Pour faire le point sur le procès en cours, nous avons interrogé Serge Ayoub, à l’époque leader des JNR (Jeunesses Nationalistes Révolutionnaires), mouvement auquel n’appartenait pas Esteban Morillo (qui était proche de 3ème Voie), et qui fût à l’époque au centre de la tempête médiatique et politique.

« Les antifas insistent sur l’assassinat, alors qu’ils savent bien que ce n’en est pas un »

Breizh-info.com : Comment voyez-vous le déroulement du procès ? Eu égard de la tempête politique et médiatique au sujet des accusés, est-il déjà à charge avant d’avoir commencé ? Où va-t-on vraiment établir la vérité sur cette affaire ?

Serge Ayoub : En bon citoyen français, j’ai confiance en ma Justice. En bon Français, j’ai confiance en mon peuple, et c’est un jury populaire. En juriste – j’ai suivi une licence de droit – je pense que l’affaire est loin d’être entendue. En politique, quand j’entends les gesticulations des antifas, je me dis que l’affaire n’est pas dans le sac, et loin de là, pour eux.

À partir du moment où avant le début du procès, ils disent que la justice est « injuste », qu’ils n’en attendent rien, que ce n’est pas la condamnation qui est importante, mais le fait de reconnaitre que c’est un assassinat politique, cela prouve déjà qu’ils n’en sont pas sûrs. Ils le disent déjà d’ailleurs, que la justice ne sera pas rendue, que la bourgeoisie est toujours complice des fascistes et réciproquement.

Les antifas insistent sur l’assassinat, alors qu’ils savent bien que ce n’en est pas un. Pour un assassinat, il y a préméditation, là il est établi que non. Les mots qu’ils utilisent prouvent que cela ne va pas.

S’ils voulaient vraiment que la justice fasse son travail, ils ne feraient pas un tel scandale. Cette agitation, cette pression, montre une image en harmonie avec la défense d’Esteban. C’est une erreur, et ils la font sciemment. Ils savent que c’est perdu, et pire encore, ils font fructifier le cadavre. Pas simplement celui de Clément Méric, mais celui de l’antifascisme en général.
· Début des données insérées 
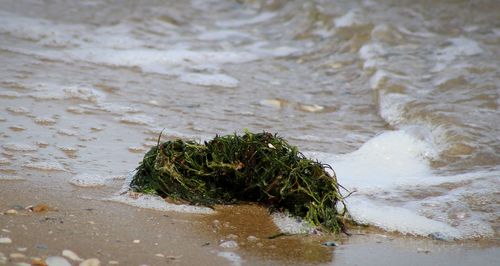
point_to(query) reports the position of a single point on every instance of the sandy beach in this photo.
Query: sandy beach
(116, 233)
(401, 98)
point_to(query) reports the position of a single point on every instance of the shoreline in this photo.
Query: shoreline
(119, 233)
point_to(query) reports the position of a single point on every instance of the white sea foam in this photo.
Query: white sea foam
(157, 203)
(349, 19)
(46, 166)
(221, 80)
(234, 258)
(388, 167)
(222, 35)
(21, 147)
(88, 180)
(137, 119)
(57, 92)
(458, 47)
(92, 180)
(234, 23)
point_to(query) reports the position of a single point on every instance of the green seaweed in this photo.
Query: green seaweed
(259, 167)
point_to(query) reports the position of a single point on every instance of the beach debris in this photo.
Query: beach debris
(57, 261)
(71, 255)
(91, 262)
(11, 212)
(39, 208)
(172, 257)
(439, 236)
(41, 246)
(258, 167)
(252, 238)
(5, 240)
(3, 258)
(38, 262)
(15, 256)
(311, 108)
(330, 244)
(423, 250)
(229, 244)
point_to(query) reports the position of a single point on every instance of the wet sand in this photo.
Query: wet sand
(118, 233)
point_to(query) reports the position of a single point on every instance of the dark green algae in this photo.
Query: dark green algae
(253, 167)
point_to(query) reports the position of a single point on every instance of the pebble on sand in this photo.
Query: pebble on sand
(16, 256)
(91, 262)
(229, 244)
(11, 212)
(5, 240)
(71, 255)
(57, 261)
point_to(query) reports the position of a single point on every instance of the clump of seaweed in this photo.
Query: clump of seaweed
(259, 167)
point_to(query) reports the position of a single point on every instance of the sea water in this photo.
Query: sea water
(400, 97)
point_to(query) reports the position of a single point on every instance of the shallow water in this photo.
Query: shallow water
(400, 97)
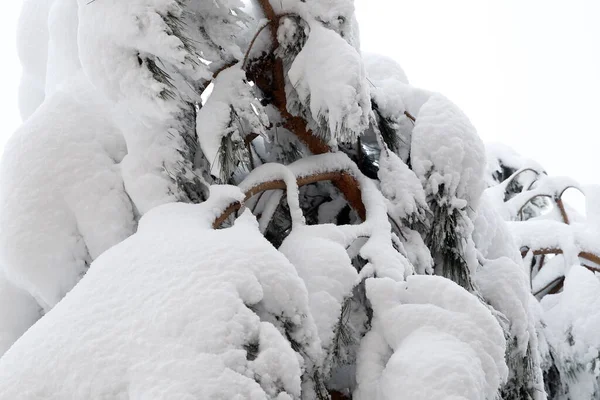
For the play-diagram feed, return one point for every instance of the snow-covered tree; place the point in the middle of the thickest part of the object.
(218, 199)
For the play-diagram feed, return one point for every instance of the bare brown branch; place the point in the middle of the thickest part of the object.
(334, 176)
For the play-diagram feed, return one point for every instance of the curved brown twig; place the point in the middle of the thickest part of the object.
(514, 176)
(249, 49)
(552, 287)
(557, 197)
(333, 176)
(586, 255)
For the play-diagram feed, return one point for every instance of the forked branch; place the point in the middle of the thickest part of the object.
(334, 176)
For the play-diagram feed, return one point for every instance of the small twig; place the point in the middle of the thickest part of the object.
(247, 54)
(586, 255)
(409, 116)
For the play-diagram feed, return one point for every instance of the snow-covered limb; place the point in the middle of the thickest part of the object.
(259, 182)
(190, 321)
(430, 339)
(63, 200)
(550, 187)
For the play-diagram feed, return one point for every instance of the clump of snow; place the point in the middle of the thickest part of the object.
(573, 320)
(503, 284)
(151, 70)
(63, 202)
(592, 205)
(195, 313)
(491, 234)
(32, 46)
(319, 255)
(430, 338)
(330, 80)
(382, 67)
(447, 154)
(230, 111)
(63, 53)
(18, 311)
(401, 188)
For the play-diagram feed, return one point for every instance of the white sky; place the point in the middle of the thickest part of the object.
(527, 72)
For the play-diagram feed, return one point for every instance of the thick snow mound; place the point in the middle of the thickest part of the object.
(176, 311)
(18, 311)
(32, 46)
(380, 67)
(446, 151)
(330, 79)
(319, 255)
(573, 322)
(431, 339)
(62, 201)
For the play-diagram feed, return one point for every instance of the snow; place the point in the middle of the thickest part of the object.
(573, 320)
(380, 67)
(330, 80)
(62, 201)
(499, 155)
(319, 255)
(186, 316)
(443, 343)
(18, 311)
(152, 76)
(491, 234)
(231, 110)
(63, 53)
(446, 150)
(32, 46)
(503, 284)
(401, 188)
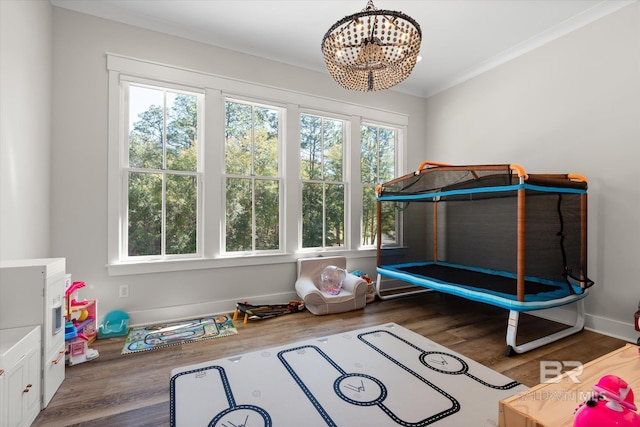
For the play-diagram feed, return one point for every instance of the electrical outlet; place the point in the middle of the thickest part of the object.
(124, 291)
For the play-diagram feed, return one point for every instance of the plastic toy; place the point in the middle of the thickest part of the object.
(611, 405)
(77, 346)
(265, 311)
(114, 324)
(331, 279)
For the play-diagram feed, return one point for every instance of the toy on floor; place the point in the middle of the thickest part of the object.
(265, 311)
(78, 350)
(114, 324)
(611, 405)
(637, 323)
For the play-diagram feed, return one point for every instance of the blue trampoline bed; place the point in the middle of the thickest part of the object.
(488, 233)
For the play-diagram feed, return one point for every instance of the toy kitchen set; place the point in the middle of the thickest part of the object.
(32, 336)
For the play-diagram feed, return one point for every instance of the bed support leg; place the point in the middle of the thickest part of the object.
(512, 330)
(397, 294)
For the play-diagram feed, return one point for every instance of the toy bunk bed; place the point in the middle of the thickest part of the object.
(488, 233)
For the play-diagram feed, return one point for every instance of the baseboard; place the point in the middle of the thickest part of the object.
(601, 325)
(191, 311)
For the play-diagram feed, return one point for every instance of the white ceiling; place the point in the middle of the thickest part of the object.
(460, 38)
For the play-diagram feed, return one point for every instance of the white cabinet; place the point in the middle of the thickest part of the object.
(32, 293)
(20, 369)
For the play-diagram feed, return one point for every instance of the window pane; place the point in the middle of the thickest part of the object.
(368, 216)
(238, 144)
(332, 150)
(267, 215)
(145, 214)
(310, 147)
(312, 215)
(369, 155)
(146, 127)
(238, 215)
(387, 155)
(266, 142)
(388, 223)
(334, 215)
(182, 132)
(181, 216)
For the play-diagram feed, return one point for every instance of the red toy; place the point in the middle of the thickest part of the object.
(611, 405)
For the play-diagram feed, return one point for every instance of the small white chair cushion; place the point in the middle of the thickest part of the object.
(352, 296)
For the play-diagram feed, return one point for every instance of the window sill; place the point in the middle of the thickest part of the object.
(164, 266)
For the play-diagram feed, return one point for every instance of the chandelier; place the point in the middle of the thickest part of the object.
(373, 49)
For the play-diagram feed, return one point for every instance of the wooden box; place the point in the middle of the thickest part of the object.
(552, 404)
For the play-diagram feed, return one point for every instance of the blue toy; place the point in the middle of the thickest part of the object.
(114, 324)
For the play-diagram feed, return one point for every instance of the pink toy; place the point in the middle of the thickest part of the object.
(619, 410)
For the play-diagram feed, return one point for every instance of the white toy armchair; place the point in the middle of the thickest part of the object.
(352, 296)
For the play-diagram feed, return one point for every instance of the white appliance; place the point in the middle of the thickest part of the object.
(32, 293)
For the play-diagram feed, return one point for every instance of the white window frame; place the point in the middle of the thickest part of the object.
(280, 178)
(347, 179)
(216, 90)
(126, 168)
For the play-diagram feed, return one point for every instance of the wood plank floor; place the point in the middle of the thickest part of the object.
(133, 390)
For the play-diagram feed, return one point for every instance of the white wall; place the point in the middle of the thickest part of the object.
(571, 106)
(25, 128)
(79, 158)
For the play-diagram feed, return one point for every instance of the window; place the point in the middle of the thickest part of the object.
(161, 172)
(323, 181)
(215, 196)
(253, 184)
(377, 165)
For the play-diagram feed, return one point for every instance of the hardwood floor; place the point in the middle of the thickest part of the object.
(133, 390)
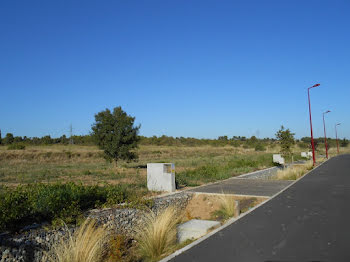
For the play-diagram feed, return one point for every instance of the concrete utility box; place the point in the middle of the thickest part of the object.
(277, 158)
(161, 177)
(195, 229)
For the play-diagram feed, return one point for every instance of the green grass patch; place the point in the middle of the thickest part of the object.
(27, 204)
(218, 171)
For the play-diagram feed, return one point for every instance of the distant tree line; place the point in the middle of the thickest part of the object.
(236, 141)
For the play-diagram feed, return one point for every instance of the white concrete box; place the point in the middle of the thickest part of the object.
(161, 177)
(277, 158)
(195, 229)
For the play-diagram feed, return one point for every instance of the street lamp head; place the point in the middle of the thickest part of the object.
(313, 86)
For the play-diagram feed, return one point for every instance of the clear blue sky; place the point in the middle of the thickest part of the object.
(182, 68)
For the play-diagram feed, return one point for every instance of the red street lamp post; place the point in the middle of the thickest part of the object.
(312, 137)
(325, 136)
(336, 136)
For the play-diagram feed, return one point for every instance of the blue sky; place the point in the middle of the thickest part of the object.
(182, 68)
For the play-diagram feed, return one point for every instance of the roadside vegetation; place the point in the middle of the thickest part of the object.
(88, 244)
(157, 234)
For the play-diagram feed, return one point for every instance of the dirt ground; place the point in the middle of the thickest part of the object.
(203, 206)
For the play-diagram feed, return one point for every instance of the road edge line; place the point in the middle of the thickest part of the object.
(232, 220)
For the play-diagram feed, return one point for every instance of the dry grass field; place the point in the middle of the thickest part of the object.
(86, 163)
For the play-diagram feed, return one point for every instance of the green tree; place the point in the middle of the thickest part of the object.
(115, 133)
(286, 139)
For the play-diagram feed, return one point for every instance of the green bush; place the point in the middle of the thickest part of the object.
(214, 172)
(49, 202)
(16, 146)
(260, 147)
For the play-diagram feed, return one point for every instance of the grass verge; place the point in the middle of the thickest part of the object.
(87, 244)
(294, 172)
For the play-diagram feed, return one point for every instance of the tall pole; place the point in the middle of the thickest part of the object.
(325, 136)
(336, 136)
(312, 136)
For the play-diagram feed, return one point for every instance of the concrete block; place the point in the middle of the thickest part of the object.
(304, 154)
(161, 177)
(195, 228)
(277, 158)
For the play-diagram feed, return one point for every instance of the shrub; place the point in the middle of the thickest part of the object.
(54, 202)
(157, 235)
(16, 146)
(227, 207)
(87, 244)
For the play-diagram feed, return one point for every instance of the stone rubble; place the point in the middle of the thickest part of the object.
(31, 245)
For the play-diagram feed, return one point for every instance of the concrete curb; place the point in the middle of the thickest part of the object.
(232, 220)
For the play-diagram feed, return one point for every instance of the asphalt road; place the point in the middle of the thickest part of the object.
(310, 221)
(244, 186)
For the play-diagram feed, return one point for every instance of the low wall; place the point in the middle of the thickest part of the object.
(31, 245)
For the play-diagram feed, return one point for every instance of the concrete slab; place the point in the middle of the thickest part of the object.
(241, 186)
(195, 228)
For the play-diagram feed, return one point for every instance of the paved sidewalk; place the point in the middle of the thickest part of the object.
(310, 221)
(244, 186)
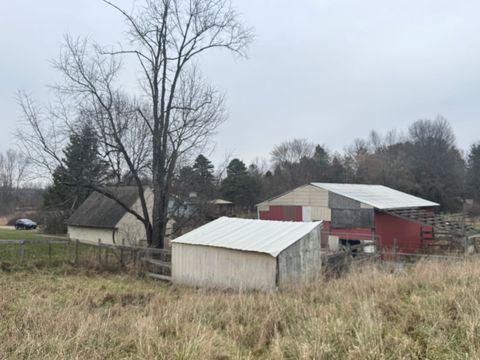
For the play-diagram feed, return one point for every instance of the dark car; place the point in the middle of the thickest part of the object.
(25, 224)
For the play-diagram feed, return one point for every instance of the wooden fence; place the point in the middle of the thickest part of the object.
(155, 263)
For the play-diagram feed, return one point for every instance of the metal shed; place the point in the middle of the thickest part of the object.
(353, 213)
(247, 254)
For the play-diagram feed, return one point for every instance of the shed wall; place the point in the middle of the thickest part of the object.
(90, 234)
(207, 266)
(389, 228)
(300, 262)
(307, 195)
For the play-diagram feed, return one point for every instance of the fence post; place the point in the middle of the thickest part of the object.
(76, 252)
(22, 251)
(395, 249)
(99, 252)
(49, 253)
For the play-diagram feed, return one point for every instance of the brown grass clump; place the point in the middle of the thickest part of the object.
(430, 311)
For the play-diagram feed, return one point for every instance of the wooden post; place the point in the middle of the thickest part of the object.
(76, 252)
(22, 251)
(49, 252)
(66, 251)
(395, 249)
(99, 252)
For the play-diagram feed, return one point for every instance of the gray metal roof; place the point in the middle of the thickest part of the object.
(99, 211)
(377, 196)
(264, 236)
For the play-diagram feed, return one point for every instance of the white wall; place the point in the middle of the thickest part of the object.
(208, 266)
(90, 234)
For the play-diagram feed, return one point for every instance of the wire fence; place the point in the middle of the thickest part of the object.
(55, 252)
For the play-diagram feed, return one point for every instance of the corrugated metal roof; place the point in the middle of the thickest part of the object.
(377, 196)
(264, 236)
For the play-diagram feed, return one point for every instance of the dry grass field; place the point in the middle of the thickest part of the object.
(430, 311)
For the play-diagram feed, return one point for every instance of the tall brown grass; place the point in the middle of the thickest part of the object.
(431, 310)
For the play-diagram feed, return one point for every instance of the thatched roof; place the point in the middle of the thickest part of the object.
(99, 211)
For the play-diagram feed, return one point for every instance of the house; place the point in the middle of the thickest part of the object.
(354, 213)
(101, 218)
(247, 254)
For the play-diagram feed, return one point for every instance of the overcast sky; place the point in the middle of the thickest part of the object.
(328, 71)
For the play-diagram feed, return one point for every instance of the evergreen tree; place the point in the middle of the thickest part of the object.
(204, 178)
(473, 172)
(237, 186)
(83, 167)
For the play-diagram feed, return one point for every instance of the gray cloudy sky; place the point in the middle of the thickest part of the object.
(326, 70)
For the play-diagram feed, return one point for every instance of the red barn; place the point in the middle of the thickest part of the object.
(354, 212)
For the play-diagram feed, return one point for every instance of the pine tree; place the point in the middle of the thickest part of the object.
(82, 167)
(473, 172)
(237, 186)
(204, 178)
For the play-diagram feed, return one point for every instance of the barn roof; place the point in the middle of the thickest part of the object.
(377, 196)
(99, 211)
(264, 236)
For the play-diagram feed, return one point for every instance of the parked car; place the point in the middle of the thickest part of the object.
(25, 224)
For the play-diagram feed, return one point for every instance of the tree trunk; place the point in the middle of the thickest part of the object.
(158, 228)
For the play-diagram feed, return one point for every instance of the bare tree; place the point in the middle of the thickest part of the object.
(175, 114)
(292, 151)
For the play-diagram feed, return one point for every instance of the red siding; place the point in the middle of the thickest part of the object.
(285, 213)
(387, 228)
(407, 233)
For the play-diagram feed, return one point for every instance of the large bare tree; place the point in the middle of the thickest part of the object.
(176, 111)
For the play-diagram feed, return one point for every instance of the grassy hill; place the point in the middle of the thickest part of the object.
(430, 311)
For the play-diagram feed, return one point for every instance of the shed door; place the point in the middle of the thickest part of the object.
(306, 213)
(292, 213)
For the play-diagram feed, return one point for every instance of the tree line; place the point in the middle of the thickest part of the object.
(425, 162)
(98, 132)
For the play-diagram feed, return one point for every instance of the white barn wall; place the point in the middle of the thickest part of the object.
(131, 231)
(301, 262)
(208, 266)
(90, 234)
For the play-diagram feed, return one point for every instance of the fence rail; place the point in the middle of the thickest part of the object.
(153, 262)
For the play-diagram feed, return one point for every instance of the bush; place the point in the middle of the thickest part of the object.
(55, 221)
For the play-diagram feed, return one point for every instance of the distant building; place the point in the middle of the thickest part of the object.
(247, 254)
(101, 218)
(353, 213)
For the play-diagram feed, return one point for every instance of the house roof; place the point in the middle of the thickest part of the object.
(377, 196)
(263, 236)
(221, 202)
(99, 211)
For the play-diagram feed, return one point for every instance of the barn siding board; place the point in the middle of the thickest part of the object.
(207, 266)
(336, 201)
(321, 213)
(352, 218)
(307, 195)
(300, 262)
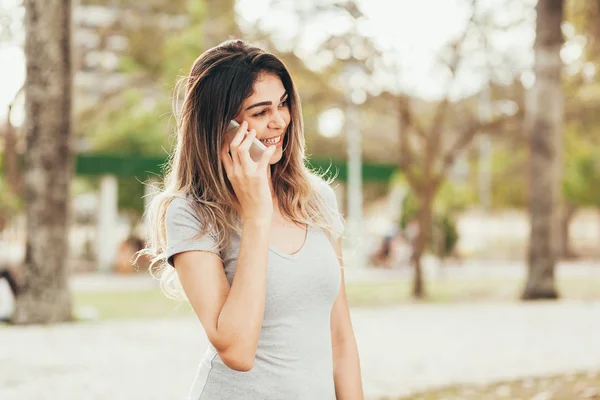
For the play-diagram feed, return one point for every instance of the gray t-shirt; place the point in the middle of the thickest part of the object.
(294, 355)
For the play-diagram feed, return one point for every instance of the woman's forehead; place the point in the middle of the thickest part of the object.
(266, 87)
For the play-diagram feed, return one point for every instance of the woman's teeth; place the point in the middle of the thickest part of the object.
(271, 141)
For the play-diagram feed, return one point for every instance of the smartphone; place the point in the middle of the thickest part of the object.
(256, 148)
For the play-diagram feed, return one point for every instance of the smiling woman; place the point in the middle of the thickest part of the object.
(254, 244)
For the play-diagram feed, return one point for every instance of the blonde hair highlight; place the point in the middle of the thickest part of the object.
(195, 171)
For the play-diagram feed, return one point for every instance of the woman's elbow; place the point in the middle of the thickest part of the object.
(238, 361)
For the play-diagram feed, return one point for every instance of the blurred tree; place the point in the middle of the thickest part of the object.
(545, 119)
(45, 295)
(429, 151)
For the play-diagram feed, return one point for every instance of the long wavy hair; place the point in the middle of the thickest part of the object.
(215, 89)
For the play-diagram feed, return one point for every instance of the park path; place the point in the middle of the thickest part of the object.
(403, 349)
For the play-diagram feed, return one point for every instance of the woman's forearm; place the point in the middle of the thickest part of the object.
(241, 316)
(346, 371)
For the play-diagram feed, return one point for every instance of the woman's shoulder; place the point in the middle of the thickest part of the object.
(323, 188)
(181, 206)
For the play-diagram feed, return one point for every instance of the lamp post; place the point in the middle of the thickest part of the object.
(354, 226)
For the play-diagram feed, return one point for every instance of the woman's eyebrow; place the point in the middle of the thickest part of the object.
(265, 103)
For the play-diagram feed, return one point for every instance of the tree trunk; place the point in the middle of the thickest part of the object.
(425, 218)
(546, 147)
(568, 211)
(45, 296)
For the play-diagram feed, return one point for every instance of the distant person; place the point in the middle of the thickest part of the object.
(254, 241)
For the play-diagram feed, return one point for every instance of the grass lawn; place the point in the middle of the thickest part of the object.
(152, 303)
(564, 387)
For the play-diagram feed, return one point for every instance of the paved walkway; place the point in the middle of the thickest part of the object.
(402, 349)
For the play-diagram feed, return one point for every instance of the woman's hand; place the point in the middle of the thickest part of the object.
(248, 178)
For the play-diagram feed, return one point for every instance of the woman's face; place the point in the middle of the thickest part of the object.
(267, 112)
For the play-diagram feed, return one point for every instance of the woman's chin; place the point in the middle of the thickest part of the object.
(276, 157)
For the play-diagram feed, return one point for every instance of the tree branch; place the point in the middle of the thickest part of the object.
(467, 136)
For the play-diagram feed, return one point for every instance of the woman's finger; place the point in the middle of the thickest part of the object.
(264, 159)
(239, 136)
(227, 160)
(244, 150)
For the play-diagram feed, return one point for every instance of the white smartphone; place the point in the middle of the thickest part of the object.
(256, 148)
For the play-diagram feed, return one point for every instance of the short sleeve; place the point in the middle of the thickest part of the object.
(333, 212)
(183, 227)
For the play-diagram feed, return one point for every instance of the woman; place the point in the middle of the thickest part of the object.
(256, 246)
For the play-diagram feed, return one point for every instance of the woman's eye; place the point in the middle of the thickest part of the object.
(263, 112)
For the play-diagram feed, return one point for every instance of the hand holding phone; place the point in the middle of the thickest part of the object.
(256, 149)
(246, 162)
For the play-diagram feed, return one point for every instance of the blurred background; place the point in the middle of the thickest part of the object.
(463, 136)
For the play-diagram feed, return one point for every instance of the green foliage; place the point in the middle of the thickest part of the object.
(509, 177)
(581, 179)
(133, 128)
(451, 199)
(181, 50)
(131, 196)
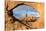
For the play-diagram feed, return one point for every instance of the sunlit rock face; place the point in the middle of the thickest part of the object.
(24, 12)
Si Méric n’était pas mort, une chance pour le mouvement antifa, de quoi parlerait-on ? Ils ont intérêt à le rentabiliser ce cadavre, car c’est ça ou plus rien.

Breizh-info.com : Parce qu’ils n’ont plus d’écho ?

Serge Ayoub : Oui. Ils sont obligés de le faire parce que c’est perdu. Pour qu’il se passe quelque chose. Sinon c’est quoi ? Une manif contre l’amiante à l’université ? Ils n’ont plus rien. Tout le monde s’en fout. Quel constat d’échec ! 2000 à 3000 personnes au moment de la mort de Clément Méric, un tollé général, des journaux, des ministres au garde-à-vous… et à peine 5 ans après, 300 à 400 clampins qui se rassemblent.

On dirait un rassemblement identitaire ! Sauf que les identitaires n’ont pas Libération, n’ont pas le Nouvel Obs, ils ne s’appellent pas Bouchenot avec un père à France 3, ils ne s’appellent pas Bernanos. Ce ne sont pas des bourgeois.

Quand tu as tous les médias avec toi et que tu ne rassembles que 400 personnes, il faut se remettre en question.

Quel constat abominable ! Méric, leur martyr, un fils de bourges. Un étudiant. Leur ennemi, la bête à abattre ? Un ouvrier. La seule fois où l’extrême gauche rencontre un ouvrier, c’est quand elle prend son poing dans la gueule. Ces mouvements qui se revendiquent populaires, ouvriers, n’ont pas d’ouvriers. Ils n’ont que des étudiants, des profs. Les cadres antifas sont des professeurs de collège ! Des fonctionnaires de la rébellion. C’est un échec total !

Breizh-info.com : Derrière ce procès, il y a tout de même une forme de gravité, des accusés qui risquent des années de prison…

Serge Ayoub : Je sépare le pénal du politique. Je ne veux pas être méchant, mais si certains risquent pour leur avenir, Méric lui, n’en a plus du tout. Et à cause de qui ? De ses potes, parce qu’ils n’ont personne avec eux, sont obligés de recruter des gens faibles. Dans une armée, quand on recrute, on recrute d’abord les plus forts, puis après les pieds plats, puis après, en fin de guerre, les vieillards et les enfants.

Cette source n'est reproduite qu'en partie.